Nature-Based Climate Solutions

by | Apr 15, 2021 | Resiliency, Sustainability

Portage

This past Easter weekend, I made plans to go portaging with my family in our favourite camping grounds in central Ontario, Algonquin Park. Portaging truly removes you from the modern world – leaving behind phones, laptops, TVs, allowing oneself to become immersed with nature.

Looking forward to this experience it reminded me that we are not always so fortunate to experience the power of nature in our daily lives, especially in built environments located in urban centers. It also brought up feelings of apprehension about the global issue that is impacting our world now and in the years to come: climate change. 

How will climate change impact my ability to portage in the future, and experience the beauty and calmness of nature? Will my kids be able to experience the same joys of nature that I do? How can urban society work towards reducing the impacts of climate change? The solution is exactly what I go to see and immerse myself with on portaging trips: nature.

Trees offer the potential to capture carbon from the atmosphere to slow or reverse global warming by reducing CO2e (carbon dioxide equivalents) emissions, a process known as carbon (or vegetation) sequestration. Even common landscapes, such as grassland and shrubs are equally effective as trees in removing carbon from our atmosphere; thus improving air quality and human health in urban areas. Additionally, growing a variety of biolife can improve the potential of vegetation sequestration since they act as carbon ‘sinks’ – a process where CO2e is absorbed from the air and is stored in the vegetative stems, trunks, branches, roots, and the soil. Although regular landscaping and maintenance activities do result in CO2e emissions from the required operational machinery (referred to as the “lawnmower effect”), these activities are usually more than offset by the sequestration potential of the vegetation.

The built environment offers a unique solution to harness the potential of nature. In lieu of constructing a standard built-up roof, a green roof with a variety of plant life could be installed instead, offering the ability to sequester carbon and other air pollutants from the environment.

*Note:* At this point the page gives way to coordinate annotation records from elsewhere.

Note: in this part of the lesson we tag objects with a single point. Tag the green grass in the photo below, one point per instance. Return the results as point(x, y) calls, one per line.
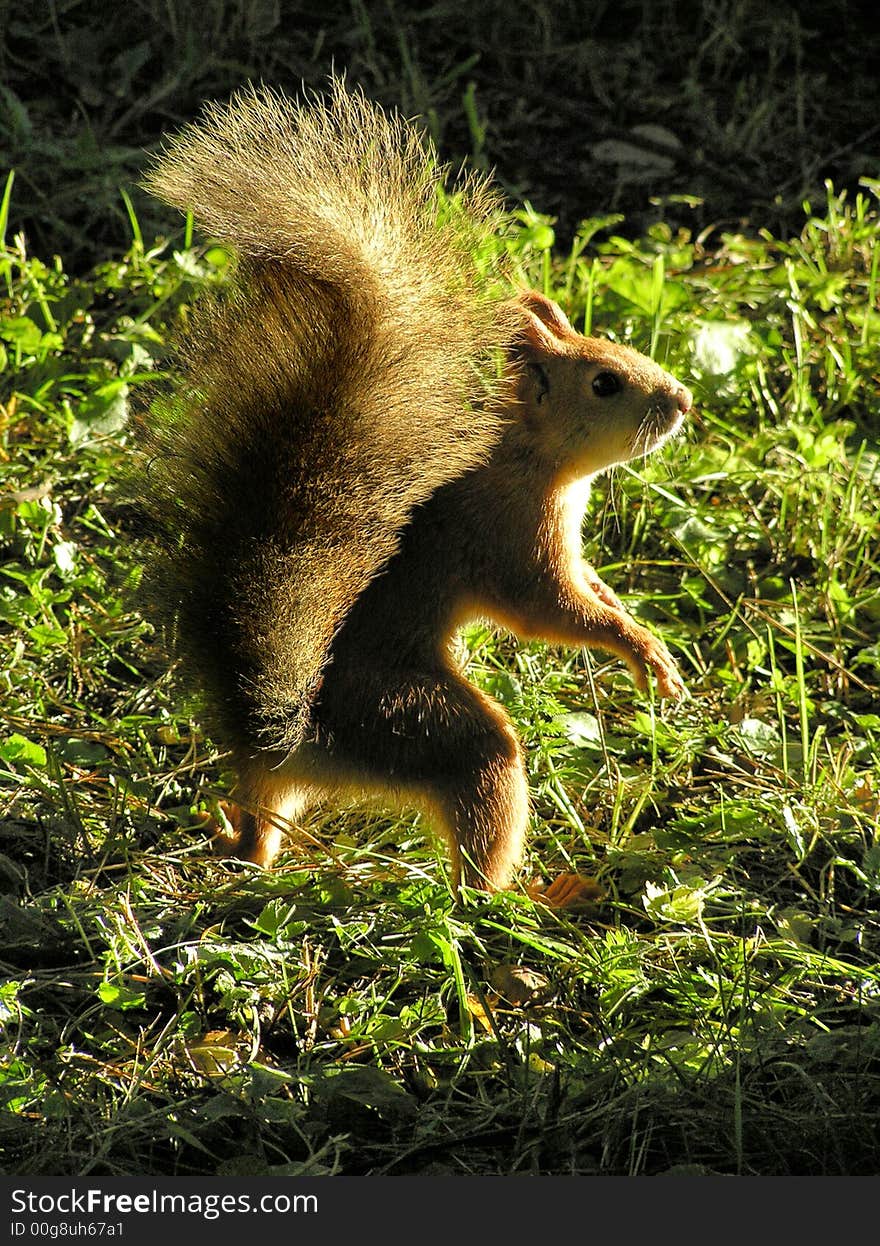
point(747, 106)
point(717, 1009)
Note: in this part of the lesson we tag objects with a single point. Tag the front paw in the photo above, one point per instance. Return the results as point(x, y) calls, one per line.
point(656, 657)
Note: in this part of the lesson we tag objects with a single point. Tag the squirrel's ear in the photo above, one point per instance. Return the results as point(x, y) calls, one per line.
point(545, 324)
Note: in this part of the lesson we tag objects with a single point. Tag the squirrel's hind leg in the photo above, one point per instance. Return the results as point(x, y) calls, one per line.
point(435, 740)
point(266, 801)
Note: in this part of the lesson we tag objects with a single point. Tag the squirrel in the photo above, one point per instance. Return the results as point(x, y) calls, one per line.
point(370, 442)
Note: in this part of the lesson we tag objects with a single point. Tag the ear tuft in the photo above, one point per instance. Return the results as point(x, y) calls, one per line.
point(545, 325)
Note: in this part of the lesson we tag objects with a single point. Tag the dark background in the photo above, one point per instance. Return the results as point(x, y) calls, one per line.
point(752, 105)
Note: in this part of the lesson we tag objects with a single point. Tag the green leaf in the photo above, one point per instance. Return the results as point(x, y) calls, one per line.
point(19, 748)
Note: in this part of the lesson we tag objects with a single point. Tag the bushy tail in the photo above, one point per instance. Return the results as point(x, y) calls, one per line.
point(344, 375)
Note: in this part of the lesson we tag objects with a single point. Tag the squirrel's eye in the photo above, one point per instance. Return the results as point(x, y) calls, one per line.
point(605, 384)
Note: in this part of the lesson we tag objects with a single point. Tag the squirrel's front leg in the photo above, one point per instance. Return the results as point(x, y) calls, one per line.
point(590, 613)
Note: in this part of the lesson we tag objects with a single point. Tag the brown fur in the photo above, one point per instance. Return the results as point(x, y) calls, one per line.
point(352, 485)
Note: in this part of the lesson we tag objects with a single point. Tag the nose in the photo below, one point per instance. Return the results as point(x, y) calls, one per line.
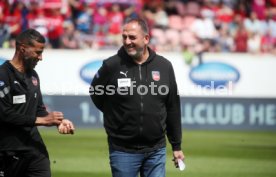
point(127, 41)
point(39, 57)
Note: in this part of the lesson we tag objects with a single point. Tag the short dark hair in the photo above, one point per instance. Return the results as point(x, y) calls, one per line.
point(28, 37)
point(141, 22)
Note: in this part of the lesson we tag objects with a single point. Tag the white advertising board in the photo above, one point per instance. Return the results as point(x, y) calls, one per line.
point(68, 72)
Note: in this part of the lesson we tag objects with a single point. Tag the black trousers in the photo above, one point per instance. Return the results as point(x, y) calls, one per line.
point(24, 164)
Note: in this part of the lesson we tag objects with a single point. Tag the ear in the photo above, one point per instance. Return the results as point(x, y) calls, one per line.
point(147, 39)
point(22, 49)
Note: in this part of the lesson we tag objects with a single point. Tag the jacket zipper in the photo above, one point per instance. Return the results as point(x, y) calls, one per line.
point(141, 103)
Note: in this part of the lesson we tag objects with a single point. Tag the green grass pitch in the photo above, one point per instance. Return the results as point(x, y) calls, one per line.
point(208, 154)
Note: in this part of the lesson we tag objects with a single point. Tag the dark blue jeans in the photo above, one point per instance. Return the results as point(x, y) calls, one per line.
point(151, 164)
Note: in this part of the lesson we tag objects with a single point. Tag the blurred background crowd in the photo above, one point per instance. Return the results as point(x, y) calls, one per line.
point(175, 25)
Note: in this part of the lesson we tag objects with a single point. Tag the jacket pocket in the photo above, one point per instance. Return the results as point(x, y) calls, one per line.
point(153, 127)
point(130, 124)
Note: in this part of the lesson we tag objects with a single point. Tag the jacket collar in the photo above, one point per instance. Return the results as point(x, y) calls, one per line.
point(123, 54)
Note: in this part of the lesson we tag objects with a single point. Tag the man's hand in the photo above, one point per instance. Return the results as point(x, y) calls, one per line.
point(53, 118)
point(66, 127)
point(177, 155)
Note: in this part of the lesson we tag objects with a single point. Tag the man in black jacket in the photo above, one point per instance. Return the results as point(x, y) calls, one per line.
point(137, 93)
point(22, 151)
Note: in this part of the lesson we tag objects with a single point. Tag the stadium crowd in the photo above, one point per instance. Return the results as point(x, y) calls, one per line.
point(175, 25)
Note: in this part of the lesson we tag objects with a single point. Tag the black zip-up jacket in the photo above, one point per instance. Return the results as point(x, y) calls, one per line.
point(137, 116)
point(20, 104)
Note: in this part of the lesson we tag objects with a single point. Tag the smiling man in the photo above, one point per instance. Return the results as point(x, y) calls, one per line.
point(22, 151)
point(142, 110)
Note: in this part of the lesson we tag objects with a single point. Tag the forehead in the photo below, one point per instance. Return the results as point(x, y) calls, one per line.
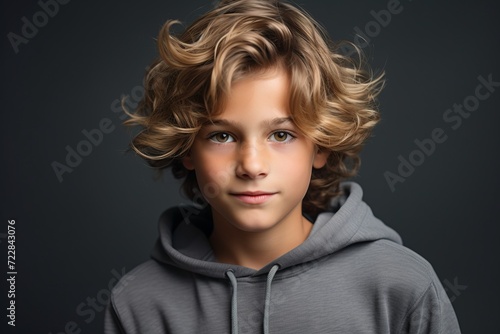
point(264, 94)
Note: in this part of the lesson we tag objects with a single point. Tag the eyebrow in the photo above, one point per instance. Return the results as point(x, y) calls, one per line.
point(269, 123)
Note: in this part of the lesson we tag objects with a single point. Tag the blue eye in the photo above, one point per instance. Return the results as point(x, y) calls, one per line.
point(221, 137)
point(281, 137)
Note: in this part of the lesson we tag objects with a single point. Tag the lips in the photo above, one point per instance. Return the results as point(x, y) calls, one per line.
point(254, 197)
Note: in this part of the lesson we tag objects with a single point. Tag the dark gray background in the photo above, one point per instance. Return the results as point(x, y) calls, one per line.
point(71, 235)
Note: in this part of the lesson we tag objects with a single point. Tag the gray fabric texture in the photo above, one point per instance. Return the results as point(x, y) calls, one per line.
point(351, 275)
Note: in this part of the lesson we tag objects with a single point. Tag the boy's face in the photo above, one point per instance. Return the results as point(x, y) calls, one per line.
point(252, 164)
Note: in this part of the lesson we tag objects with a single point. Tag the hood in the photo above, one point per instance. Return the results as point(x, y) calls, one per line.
point(184, 230)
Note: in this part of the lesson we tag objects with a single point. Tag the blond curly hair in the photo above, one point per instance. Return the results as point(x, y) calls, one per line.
point(333, 96)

Other land cover types that could bring vegetation sequestration to communities from the built environment include open spaces (i.e., parks and community gardens) and green stormwater infrastructure (GSI) (i.e., vegetated buffer strips, rain gardens, and detention ponds). 

Vegetated spaces also provide a host of other co-benefits such as offering the potential for open spaces recreation. Further, GSI offers greater infiltration and retention of stormwater, that improves local water quality and reduces flood risk damages for homes in a city’s flood plain. Access to green space can also improve productivity along with reducing physical and mental health ailments via the biophilia effect and through the ability to cool the surrounding ambient temperature around the project location reducing the urban heat island effect. 

Project designers should be encouraged to insert more natural features within their site blueprint. Autocase can support designers of the built environment to value the impact of vegetation sequestration (alongside other co-benefits) by creating a business case using the latest peer-reviewed literature and government reports.